After I put in as much time studying it as I have the abortion issue, I will be glad to give you a much more detailed answer.
Senator BAYH. If you would like to have the totally biased and nonobjective judgment of the Senator from Indiana as a product of your study, I would be glad to share my thoughts on that.
Mrs. GARTON. I will take you up on it.
Senator Bay. Well, you have been very kind, all three of youno, all four of you. Dr. Bohlmann, I did not mean to give you the impression that you were a nonperson. Thanks for sharing your thoughts
I would like to note that Dr. Paul Ramsey is present and asked that his statement be put in the record. He is a distinguished theologian from Princeton Theological Seminary.
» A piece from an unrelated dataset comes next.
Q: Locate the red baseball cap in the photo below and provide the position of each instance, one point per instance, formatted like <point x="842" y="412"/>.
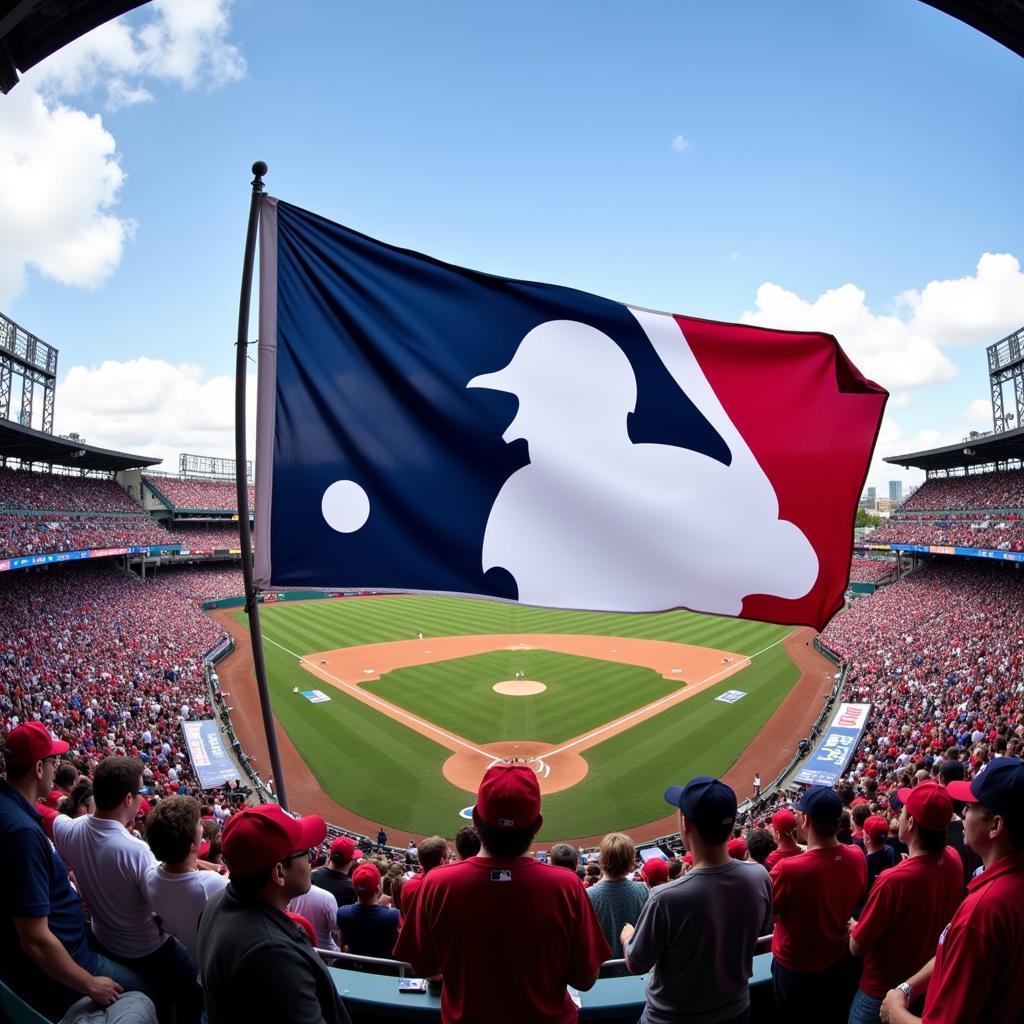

[The statement of Dr. Paul Ramsey in full follows:]
STATEMENT OF PAUL RAMSEY
My name is Paul Ramsey. I am Professor in the Department of Religion, within the Division of the Humanities, Princeton University. My professional career is that of scholar and teacher in the field of religious ethics and social philosophy, with special emphasis on the Christian ingredient of our heritage of morality.
Credentials pertinent to my appearing before this Committee of the U.S. Senate are as follows: Author of law journal articles on domestic relations law and on certain constitutional questions, I have in recent years turned my attention to the serious moral issues emerging in the area of medical ethics, lectured in medical schools, have published books in this field and written for medical and scientific journals. I am a Fellow and member of the Board of Directors, Institute of Society, Ethics and the Life Sciences (Hastings-on Hudson, N.Y.), member of the advisory council of the Kennedy Center of Reproductive Biology and Bioethics, Georgetown University, and am one of the nonscientific members of the Institute of Medicine of the National Academy of Sciences.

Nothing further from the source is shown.